The reported $1 billion permanent membership fee concept is unusually blunt. It may appeal to Trump’s view that allies should “pay,” but it also invites suspicion: is this diplomacy, or a pay-to-play structure dressed as peacebuilding? Middle East Eye, NBC News
What it means for Turkish Americans
For Turkish Americans — especially civic, business, and advocacy leaders — the Board is likely to change the context in which Türkiye-related issues are discussed in the U.S.
- Higher visibility, sharper narratives. If Türkiye is publicly aligned with a Trump-led initiative that some allies reject, Türkiye will become a more frequent subject in U.S. political debate — and diaspora communities often feel that attention first.
- A premium on “U.S. interests” framing. In polarized environments, identity-based arguments tend to backfire. Turkish Americans advocating on policy will be more effective emphasizing U.S. interests: stability, counterterrorism, alliance management, and credible reconstruction oversight — not ethnic grievance politics.
- More scrutiny of “who’s in the room.” If the Board includes leaders whom many Americans view as beyond the pale, diaspora communities linked (fairly or unfairly) to “member states” can face guilt-by-association dynamics. The antidote is clarity: focus on transparency, rule-of-law standards, and outcomes.

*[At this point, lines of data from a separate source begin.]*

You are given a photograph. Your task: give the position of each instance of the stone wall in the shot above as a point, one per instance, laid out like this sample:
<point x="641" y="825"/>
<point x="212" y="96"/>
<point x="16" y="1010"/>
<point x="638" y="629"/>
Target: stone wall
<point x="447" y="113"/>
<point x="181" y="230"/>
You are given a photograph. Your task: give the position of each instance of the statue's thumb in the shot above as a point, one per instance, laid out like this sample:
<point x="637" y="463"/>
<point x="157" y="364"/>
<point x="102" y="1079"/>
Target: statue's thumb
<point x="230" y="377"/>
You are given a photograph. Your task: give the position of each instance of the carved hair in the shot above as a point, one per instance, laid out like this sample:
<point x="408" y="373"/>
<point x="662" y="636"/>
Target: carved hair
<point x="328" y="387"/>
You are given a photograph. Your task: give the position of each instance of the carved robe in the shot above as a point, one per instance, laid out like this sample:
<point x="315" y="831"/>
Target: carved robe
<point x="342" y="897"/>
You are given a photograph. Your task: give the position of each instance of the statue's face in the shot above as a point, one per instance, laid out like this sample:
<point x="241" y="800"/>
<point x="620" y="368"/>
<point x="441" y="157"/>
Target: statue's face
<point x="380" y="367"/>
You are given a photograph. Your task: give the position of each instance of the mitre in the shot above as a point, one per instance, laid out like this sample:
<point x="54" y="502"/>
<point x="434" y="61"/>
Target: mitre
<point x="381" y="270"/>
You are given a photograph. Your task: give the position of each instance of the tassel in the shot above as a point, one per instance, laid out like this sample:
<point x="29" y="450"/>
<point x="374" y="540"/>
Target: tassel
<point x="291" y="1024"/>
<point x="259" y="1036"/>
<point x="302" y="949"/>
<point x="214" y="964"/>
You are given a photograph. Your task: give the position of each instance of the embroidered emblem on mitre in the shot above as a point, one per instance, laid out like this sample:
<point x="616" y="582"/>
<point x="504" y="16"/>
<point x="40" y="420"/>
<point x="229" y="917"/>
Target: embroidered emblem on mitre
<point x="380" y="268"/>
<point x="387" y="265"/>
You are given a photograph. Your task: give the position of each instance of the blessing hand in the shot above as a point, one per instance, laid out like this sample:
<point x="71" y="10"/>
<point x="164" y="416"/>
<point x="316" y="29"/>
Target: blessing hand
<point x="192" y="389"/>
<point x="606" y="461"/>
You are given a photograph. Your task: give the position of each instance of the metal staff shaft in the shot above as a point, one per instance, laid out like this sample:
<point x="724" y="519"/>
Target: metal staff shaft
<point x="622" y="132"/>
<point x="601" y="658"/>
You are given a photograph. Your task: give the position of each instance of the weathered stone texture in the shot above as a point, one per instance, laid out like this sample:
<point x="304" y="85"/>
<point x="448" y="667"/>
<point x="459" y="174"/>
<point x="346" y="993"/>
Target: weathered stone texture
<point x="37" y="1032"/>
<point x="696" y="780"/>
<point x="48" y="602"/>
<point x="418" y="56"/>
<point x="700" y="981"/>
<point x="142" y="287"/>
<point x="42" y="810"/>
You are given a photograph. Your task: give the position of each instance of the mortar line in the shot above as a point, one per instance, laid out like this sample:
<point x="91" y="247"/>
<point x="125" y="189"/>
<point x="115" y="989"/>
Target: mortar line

What TCUSAPAC readers should watch next
- Whether official texts (charter, governance rules, funding mechanisms) are published and how binding they are. (Reuters has published explainers on structure and signatories.) Reuters
- Which major U.S. allies ultimately join or refuse — and whether participation splits NATO and EU partners further. The Hill
- Whether Türkiye’s participation stays symbolic (a signature and meetings) or becomes operational (reconstruction roles, security arrangements, aid coordination).